Recently, there were news reports quoting Canadian auto union Unifor, pointing to the possibility of the Ford Flex SUV being killed in four years. Well, this may not come as a shock to those who have been following the sales performance of the people mover over the years. But, most will agree that it’s sad and disappointing to see a bold venture that attempted to create a whole new niche in the SUV market not achieve the kind of success it probably should have.
When it was unveiled at the 2007 New York International Auto Show, the Flex created a flutter of excitement in the industry. At a time when most manufacturers were frantically making their entry into the lucrative SUV market by following a set template, here was a model that stood apart from the crowd. Penned by Peter Horbury, who was executive design director of Ford at the time, the Flex evoked memories of the Woodie designs, which were in vogue from the Thirties to the Sixties with distinctive grooves on its doors and tailgate. Its low-slung stance, retro styling cues, and exceptionally wide and long body-style reminiscent of the Mini made for a refreshing change from the other SUVs on the market then. And many shared Ford’s confidence that the Flex would be as revolutionary a model as the Mini and that it would go on to be a huge success.
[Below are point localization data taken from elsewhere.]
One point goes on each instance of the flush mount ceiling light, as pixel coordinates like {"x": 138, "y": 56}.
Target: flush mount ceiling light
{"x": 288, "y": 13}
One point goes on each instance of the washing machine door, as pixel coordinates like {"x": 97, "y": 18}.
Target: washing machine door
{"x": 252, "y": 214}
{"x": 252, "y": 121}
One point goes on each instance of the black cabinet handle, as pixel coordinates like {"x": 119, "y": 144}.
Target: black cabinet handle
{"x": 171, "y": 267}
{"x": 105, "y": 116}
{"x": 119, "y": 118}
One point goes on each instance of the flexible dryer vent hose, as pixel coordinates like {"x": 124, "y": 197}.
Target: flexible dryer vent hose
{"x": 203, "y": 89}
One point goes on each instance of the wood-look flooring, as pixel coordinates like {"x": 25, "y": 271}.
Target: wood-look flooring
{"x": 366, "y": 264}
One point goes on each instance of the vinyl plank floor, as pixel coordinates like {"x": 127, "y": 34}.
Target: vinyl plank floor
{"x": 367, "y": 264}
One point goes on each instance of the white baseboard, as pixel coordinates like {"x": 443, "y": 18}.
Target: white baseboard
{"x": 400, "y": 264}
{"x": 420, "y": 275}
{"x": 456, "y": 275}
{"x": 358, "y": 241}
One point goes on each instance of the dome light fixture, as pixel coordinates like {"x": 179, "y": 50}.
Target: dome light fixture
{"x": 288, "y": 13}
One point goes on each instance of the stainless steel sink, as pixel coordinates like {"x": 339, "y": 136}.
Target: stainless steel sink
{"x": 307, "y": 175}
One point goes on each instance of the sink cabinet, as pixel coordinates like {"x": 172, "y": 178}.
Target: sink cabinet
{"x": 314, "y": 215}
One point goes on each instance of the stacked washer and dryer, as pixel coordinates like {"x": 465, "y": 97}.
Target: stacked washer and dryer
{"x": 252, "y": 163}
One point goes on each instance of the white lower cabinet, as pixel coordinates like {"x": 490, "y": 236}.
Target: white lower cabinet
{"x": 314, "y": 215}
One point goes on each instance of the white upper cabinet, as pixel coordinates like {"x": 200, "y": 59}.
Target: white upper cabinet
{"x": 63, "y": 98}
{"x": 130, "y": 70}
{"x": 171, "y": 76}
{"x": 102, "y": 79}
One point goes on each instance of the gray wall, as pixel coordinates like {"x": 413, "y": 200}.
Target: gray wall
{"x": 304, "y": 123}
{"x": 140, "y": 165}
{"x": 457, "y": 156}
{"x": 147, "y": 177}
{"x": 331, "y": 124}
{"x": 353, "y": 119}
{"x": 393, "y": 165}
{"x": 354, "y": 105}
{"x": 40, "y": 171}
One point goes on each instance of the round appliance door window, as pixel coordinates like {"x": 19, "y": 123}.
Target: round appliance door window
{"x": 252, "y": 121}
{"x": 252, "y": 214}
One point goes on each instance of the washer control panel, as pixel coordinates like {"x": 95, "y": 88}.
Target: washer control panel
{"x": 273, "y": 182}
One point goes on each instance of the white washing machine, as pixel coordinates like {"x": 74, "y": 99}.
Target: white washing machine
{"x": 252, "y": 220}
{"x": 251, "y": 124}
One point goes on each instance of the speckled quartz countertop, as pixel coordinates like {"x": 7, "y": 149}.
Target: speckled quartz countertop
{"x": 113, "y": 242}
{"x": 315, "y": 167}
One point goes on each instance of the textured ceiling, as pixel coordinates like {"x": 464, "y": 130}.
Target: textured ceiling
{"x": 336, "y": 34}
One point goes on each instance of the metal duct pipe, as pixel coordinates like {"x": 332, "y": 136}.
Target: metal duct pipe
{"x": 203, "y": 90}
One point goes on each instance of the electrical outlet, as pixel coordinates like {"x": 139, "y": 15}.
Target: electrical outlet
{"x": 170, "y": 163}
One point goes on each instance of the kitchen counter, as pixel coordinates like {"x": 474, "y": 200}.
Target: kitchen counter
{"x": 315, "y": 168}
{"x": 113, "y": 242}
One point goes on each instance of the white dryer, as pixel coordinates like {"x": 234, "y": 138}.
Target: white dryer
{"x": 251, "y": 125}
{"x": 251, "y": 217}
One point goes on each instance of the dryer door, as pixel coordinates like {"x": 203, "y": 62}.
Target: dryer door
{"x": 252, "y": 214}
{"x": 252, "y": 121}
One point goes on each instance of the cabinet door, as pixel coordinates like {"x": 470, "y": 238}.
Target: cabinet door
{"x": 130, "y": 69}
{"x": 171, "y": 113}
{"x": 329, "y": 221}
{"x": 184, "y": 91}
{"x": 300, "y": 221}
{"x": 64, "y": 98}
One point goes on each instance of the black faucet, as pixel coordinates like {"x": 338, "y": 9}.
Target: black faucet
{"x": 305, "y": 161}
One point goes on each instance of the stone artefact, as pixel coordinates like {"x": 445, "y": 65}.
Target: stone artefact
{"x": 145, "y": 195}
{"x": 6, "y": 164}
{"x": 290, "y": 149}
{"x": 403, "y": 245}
But it didn’t. Initially, the Flex did attract buyers looking for a roomy family vehicle at an affordable price. However, the initial enthusiasm waned and sales never caught on as Ford had expected. Persisting without a major update for too long has been cited as one of the main reasons for the Flex’s failure, with many potential buyers choosing the more frequently updated Explorer over it as it also provided an element of ruggedness and off-road capabilities that the Flex lacked. A facelift in 2013 proved too little too late, and recalls for faulty power steering systems and power transfer units only added to its woes. Looking at the dismal sales figures, a lifeline until 2020 seems a bit of a stretch.